Here in the eastern Mediterranean, where Frontex measures land and sea crossings into Bulgaria and Greece, the number of those entering is up 107 percent over last year — with the raw number of those crossing, 5,275, approaching the 7,834 who used the Italian sea route.

“We are expecting a surge of refugees in April and May for certain,” said Jordan Malidov, director of a Bulgarian refugee center in the town of Harmanli, 22 miles north of the Turkish border. Warmer weather emboldens those trying risky sea crossings or attempting to walk across remote, green borders.

“And it is common when there is war for the numbers to increase,” he said.

Back in the late 1990s, when Nikolay Radulov was a deputy minister of the interior, part of his job was overseeing the dismantling of the old wall, a Cold War relic that had been the southern edge of the Iron Curtain. It was actually two fences, stretching across the entire land border, with a 500-meter minefield between them, designed to prevent residents of Communist nations from sneaking into the West.

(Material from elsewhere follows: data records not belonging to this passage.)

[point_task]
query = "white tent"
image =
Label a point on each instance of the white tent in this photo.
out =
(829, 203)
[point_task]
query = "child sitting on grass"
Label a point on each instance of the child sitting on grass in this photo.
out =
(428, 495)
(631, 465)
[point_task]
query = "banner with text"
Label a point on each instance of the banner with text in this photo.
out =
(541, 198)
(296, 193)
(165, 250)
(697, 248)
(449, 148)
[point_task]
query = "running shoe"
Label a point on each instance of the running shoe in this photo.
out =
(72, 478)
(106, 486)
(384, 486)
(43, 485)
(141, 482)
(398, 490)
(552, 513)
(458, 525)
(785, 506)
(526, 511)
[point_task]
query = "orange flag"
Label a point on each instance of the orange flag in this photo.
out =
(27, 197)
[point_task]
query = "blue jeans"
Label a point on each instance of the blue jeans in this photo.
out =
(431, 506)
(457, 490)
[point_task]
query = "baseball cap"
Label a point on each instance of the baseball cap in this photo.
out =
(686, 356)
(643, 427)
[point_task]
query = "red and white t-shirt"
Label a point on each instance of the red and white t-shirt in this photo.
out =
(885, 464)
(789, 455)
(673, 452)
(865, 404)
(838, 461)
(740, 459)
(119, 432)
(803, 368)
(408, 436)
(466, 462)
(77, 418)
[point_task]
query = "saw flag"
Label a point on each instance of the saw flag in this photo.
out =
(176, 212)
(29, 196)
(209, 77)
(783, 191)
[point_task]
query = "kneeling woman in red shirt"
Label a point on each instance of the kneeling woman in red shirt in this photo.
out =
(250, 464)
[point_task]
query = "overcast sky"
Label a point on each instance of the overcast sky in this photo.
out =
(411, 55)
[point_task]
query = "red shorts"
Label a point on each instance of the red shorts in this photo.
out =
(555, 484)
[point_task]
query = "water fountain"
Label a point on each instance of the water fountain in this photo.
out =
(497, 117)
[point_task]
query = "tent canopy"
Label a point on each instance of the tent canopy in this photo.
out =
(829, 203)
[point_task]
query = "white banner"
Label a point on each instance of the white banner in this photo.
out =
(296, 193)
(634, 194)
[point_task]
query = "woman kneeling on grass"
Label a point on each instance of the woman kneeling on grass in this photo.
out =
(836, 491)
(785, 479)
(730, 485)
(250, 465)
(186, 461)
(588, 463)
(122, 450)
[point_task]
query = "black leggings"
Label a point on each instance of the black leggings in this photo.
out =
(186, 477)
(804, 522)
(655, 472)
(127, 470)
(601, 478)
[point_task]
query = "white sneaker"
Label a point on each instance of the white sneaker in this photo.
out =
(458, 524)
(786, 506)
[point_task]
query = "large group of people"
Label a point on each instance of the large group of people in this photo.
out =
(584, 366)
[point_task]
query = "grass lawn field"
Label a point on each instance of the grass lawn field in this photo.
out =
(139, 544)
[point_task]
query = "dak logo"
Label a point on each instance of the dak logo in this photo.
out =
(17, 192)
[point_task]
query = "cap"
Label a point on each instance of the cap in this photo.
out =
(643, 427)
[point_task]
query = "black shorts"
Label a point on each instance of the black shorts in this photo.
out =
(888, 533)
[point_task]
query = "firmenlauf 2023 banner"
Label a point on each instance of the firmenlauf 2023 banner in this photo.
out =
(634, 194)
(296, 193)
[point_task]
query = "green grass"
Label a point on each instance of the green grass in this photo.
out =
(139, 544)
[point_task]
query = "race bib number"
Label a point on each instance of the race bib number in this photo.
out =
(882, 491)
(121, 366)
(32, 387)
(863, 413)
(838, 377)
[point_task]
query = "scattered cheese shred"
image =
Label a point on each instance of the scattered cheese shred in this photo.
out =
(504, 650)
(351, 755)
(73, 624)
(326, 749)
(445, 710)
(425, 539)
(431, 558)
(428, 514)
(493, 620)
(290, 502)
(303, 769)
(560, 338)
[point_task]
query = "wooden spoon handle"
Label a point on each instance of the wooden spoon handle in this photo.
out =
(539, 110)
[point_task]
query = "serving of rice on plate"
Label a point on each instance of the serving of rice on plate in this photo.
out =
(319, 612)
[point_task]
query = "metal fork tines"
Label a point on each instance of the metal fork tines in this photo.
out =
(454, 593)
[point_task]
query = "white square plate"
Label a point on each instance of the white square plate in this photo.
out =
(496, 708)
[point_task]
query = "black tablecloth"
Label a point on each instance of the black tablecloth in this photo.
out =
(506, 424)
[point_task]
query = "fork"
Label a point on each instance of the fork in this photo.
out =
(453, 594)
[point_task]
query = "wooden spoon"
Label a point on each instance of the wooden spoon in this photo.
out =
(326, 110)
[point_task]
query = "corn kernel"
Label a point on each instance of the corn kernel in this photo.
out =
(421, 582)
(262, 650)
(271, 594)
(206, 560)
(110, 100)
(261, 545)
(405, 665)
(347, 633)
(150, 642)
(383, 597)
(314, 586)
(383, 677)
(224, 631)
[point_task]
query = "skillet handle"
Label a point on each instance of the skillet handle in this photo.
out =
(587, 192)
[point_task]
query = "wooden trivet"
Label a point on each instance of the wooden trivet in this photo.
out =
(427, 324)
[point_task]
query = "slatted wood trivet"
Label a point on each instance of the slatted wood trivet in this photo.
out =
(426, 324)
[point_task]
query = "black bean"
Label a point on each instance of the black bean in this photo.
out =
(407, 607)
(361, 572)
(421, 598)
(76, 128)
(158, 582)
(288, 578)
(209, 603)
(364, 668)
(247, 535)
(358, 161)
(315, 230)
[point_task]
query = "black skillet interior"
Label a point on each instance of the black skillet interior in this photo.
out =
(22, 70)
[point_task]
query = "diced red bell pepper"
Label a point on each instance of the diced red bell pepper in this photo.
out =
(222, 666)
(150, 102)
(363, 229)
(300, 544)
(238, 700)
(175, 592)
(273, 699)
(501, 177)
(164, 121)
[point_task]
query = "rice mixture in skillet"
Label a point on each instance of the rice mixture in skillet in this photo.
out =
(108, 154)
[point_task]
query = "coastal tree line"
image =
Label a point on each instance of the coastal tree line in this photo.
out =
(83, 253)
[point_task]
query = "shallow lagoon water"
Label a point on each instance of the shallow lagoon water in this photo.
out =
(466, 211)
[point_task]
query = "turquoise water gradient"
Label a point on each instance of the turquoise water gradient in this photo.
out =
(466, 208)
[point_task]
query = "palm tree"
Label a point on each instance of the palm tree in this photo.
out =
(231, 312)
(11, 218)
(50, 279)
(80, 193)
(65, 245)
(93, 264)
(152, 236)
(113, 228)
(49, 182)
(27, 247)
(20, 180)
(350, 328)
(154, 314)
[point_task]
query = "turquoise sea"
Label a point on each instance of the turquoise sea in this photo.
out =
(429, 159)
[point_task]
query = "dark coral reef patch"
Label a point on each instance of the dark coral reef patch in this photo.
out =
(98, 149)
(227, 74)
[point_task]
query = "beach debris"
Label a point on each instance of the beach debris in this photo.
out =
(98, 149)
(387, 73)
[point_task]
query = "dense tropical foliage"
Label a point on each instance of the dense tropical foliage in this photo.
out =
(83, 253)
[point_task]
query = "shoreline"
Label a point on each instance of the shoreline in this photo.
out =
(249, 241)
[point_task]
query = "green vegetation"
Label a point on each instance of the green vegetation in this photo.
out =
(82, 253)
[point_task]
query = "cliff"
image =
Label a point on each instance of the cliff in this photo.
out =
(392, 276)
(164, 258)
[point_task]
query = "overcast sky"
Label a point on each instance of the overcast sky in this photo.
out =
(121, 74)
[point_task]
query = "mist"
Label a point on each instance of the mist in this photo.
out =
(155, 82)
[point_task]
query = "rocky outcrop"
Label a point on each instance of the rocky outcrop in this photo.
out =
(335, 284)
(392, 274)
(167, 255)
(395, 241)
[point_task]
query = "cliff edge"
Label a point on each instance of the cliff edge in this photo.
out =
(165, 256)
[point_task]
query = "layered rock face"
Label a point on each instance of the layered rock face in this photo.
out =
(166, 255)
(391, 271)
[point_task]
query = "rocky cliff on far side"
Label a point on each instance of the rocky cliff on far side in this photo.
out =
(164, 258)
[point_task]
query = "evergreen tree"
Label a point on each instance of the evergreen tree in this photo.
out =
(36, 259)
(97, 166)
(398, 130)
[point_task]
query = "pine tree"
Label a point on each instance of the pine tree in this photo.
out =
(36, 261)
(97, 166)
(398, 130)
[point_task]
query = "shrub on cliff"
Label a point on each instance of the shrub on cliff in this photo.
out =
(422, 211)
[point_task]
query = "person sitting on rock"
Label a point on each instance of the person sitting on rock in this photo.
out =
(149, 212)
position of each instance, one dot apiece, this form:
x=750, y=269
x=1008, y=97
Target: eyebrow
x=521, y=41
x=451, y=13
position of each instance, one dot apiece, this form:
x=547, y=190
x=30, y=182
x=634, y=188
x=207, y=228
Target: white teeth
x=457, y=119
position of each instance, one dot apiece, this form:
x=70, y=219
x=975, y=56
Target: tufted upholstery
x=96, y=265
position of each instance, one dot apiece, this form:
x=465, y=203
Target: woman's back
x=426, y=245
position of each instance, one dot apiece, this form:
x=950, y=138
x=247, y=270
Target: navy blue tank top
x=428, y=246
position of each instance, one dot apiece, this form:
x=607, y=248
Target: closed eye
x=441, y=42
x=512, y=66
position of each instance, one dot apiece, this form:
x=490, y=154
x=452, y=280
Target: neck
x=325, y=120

The fence was dismantled piece by piece, he said, “and we very carefully removed each of the mines, one by one.”

Now, as a professor of national and international security at New Bulgarian University, Mr. Radulov is watching with some disbelief as the new barrier rises to take its place.

“The theory then was that it was antidemocratic to have these kind of devices along the border,” he said. “And of course, we were good democrats.”

The new fence is rising on a rocky ridge, below which a pencil-thin minaret pokes through the rooftops of Hamzabeyli village in a gentle elbow of northern Turkey’s green hills.

“We post the men 100 meters apart,” said Hristo Stefanov, the chief of the border patrol office responsible for this stretch of the frontier, pointing down a rutted road toward a distant man in black. “That way, you see, the officers are always in sight of one another.”

Immediately behind him was the western end of the 12-foot-high metal fence that rolls along the stony hilltop until it disappears around a distant line of gnarled trees. The fence, on the Bulgarian side, consists of chicken wire in a steel frame, while a menacing cascade of razor wire climbs its Turkish face.

Only this first section is in place, along the stretch where most refugees tried to avoid border checkpoints. But the Bulgarian government, drawing on money from the European Union and other sources, and eager to prove it can effectively control its southern flank, says it will begin later this month to extend the wall until it covers the entire 100-mile land border with Turkey not already blocked by the Rezovo River.

One reason Bulgarian officials are keen to complete the wall is to demonstrate to European leaders that the country deserves to be admitted into the Schengen group of nations whose members do not require visas or passports to travel between them. Bulgaria was admitted to the European Union in 2007, but has been denied Schengen approval, partly because of border issues.

Although the Bulgarian government contends that the wall will be finished this summer, few security experts believe this is possible. Construction has not begun, and roads must first be carved through the forbidding, often mountainous landscape.

In the meantime, refugees will continue to find ways across the border at more remote and dangerous locations.

About 4,000 refugees are living in centers like the one in Harmanli, which holds 1,600.

Tahani Halad Hamza, 21, was studying biology in Mosul, Iraq, when the fighting erupted there. Her father was lost in the conflict, but she, her husband, her mother and two brothers managed to make it into Turkey and as far as the Bulgarian border, where they were taken into custody about six months ago.

Now what is left of the family lives in a small, red-and-white trailer in the refugee center. Like others in the facility, they said they hoped to be granted official refugee status by the Bulgarian government, which would allow them to travel through Europe.

Her family hopes to get to Germany, she said, or perhaps Britain.

“The only difference between Bulgaria and Syria is the conflict,” she said. “There is no work in either place.”

Her mother leaned forward with wide eyes, “Syria,” she said. “Boom, boom, boom!”